Understanding SmartArrays

From a programmer's point of view, SmartArrays is all of the following:

From a software architecture perspective, SmartArrays consists of an array engine and wrapper classes for using that engine with an object-oriented programming language. The SmartArrays array engine is packaged as a dynamic link library (DLL) under Windows or as a shared object library under Linux and Unix. It performs all the work of allocating memory to hold arrays, storing data in the arrays, and performing operations on those arrays.

The SmartArrays wrapper classes provide an object model for working with data. These classes are provided for different languages, with each version implementing the same set of array methods.

The different language interfaces all use the same array engine executable library.

The SmartArrays classes are consistent across different language wrappers. This means that code that uses SmartArrays objects is highly portable. Algorithms expressed as array operations are almost identical in all the supported languages. This allows a data-intensive application written in Java to be readily translated to C#. The only code changes needed are those compelled by syntactic differences of the languages themselves.

Because all the various SmartArrays Developer Kits use exactly the same executable component, performance is consistent across languages. Therefore, data-intensive algorithms will provide essentially identical performance, no matter which language you choose. Debates about the speed differences of different languages are largely moot for applications based on SmartArrays. Instead, you can expect consistent performance no matter which language you use.

Virtual Databases

Most applications of SmartArrays are built around the virtual database classes provided in the SmartArrays data management toolkit.  These classes provide a framework for structuring analytical data in a form that resembles the tables and columns of a relational database.  Other classes provide a variety of analytical data manipulations and calculations on bulk data.  Tools also exist to import bulk data from external databases into SmartArrays data objects.

Array Thinking

Most programmers are able to build SmartArrays-based programs quickly and master the syntax and the most commonly used array operations in a few days.
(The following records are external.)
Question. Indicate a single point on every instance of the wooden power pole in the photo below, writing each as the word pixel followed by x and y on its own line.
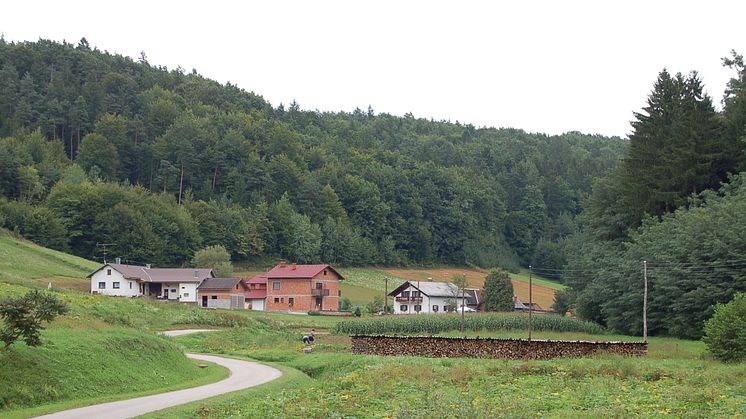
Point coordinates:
pixel 645 301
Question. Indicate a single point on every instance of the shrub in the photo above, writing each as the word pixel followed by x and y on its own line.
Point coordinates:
pixel 498 291
pixel 725 332
pixel 23 316
pixel 474 322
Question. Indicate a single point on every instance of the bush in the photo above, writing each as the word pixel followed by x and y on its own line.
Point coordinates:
pixel 498 291
pixel 24 315
pixel 725 332
pixel 437 323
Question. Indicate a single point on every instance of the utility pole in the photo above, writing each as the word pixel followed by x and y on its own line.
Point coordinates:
pixel 645 301
pixel 530 303
pixel 386 296
pixel 103 245
pixel 463 306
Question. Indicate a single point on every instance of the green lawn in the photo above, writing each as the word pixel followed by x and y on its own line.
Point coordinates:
pixel 538 280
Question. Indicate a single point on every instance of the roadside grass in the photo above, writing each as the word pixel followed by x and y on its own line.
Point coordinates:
pixel 85 365
pixel 22 261
pixel 682 383
pixel 359 295
pixel 538 280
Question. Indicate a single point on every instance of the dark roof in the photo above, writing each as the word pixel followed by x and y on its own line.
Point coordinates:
pixel 259 279
pixel 145 274
pixel 430 288
pixel 293 271
pixel 255 294
pixel 220 284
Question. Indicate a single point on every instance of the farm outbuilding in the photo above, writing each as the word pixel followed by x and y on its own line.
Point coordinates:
pixel 227 293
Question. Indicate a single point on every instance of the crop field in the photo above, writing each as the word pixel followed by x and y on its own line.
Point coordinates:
pixel 543 289
pixel 677 377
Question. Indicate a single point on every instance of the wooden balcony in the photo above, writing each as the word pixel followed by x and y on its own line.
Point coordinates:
pixel 409 299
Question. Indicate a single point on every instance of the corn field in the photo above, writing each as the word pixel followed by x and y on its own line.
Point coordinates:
pixel 430 324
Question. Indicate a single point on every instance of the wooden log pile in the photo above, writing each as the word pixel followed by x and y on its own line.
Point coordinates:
pixel 449 347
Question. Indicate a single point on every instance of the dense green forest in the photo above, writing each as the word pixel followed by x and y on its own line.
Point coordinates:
pixel 674 202
pixel 99 148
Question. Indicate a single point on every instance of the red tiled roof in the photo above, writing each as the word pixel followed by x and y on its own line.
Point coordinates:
pixel 259 279
pixel 292 271
pixel 255 294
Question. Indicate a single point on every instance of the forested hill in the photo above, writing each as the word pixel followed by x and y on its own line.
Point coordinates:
pixel 214 164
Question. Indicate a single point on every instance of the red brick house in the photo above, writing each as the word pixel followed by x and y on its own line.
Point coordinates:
pixel 222 293
pixel 292 287
pixel 256 296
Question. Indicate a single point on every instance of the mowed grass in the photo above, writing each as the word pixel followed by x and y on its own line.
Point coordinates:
pixel 87 364
pixel 677 378
pixel 24 262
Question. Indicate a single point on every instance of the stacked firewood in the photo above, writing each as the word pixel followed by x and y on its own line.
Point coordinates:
pixel 447 347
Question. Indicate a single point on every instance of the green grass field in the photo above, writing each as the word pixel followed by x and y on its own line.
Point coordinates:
pixel 676 378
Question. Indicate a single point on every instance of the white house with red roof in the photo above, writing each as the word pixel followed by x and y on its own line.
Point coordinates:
pixel 173 284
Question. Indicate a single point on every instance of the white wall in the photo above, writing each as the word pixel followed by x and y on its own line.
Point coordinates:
pixel 127 288
pixel 257 304
pixel 427 303
pixel 187 292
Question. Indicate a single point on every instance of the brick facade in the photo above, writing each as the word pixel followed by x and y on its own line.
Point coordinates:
pixel 304 294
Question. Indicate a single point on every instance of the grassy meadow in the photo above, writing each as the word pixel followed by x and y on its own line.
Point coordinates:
pixel 106 348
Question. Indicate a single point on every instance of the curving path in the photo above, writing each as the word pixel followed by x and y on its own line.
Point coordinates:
pixel 243 374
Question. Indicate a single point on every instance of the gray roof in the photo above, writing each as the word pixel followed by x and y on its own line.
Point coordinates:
pixel 430 288
pixel 145 274
pixel 220 284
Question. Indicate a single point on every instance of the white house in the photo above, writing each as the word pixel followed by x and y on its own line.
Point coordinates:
pixel 162 283
pixel 414 297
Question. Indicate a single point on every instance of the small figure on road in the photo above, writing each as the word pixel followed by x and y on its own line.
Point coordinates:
pixel 308 339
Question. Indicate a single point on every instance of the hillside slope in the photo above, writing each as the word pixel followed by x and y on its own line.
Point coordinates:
pixel 24 262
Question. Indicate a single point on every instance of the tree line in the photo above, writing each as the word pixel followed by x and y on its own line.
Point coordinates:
pixel 675 201
pixel 101 148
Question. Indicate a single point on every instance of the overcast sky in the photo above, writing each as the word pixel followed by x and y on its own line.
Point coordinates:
pixel 543 66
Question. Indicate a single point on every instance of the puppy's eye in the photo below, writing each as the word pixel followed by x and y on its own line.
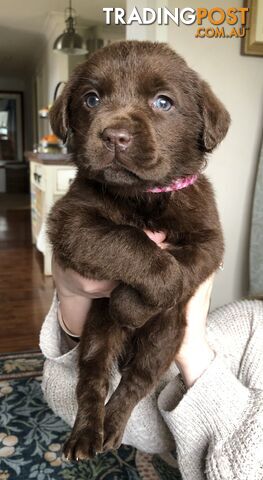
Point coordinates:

But if you have not worked with an array-oriented approach before, you will probably find that it takes longer than that to become fluent in array-oriented thinking. This is to be expected -- you're stretching your mind around a new paradigm.

If you are old enough to remember the days before object-oriented programming, you will understand that it takes a little time for a new way of thinking about algorithms to settle in. When you learned your first object-oriented language, you probably had to make a conscious effort to express your ideas in an object model. With time, you probably found that thinking in objects became second nature and that you automatically tackled new problems by thinking in terms of classes and objects.

Array programming is a similar conceptual shift. As you learn the vocabulary of array operations and practice putting them to use, you will find that it gets easier and easier. You will visualize collections of data as arrays and algorithms as sequences of array operations. With practice, thinking in an array model will become second nature, like thinking in an object model. At this point you will find that you can develop fast, data-intensive programs very rapidly, writing a few lines of code in minutes that might have taken pages of code and days of work before SmartArrays.

Array Programming

The first and essential concept to grasp with programming with SmartArrays is that there is only one array class: SmArray. Every array is an instance of SmArray, no matter how large or small, how simple or complex its structure, or what kind of data it holds.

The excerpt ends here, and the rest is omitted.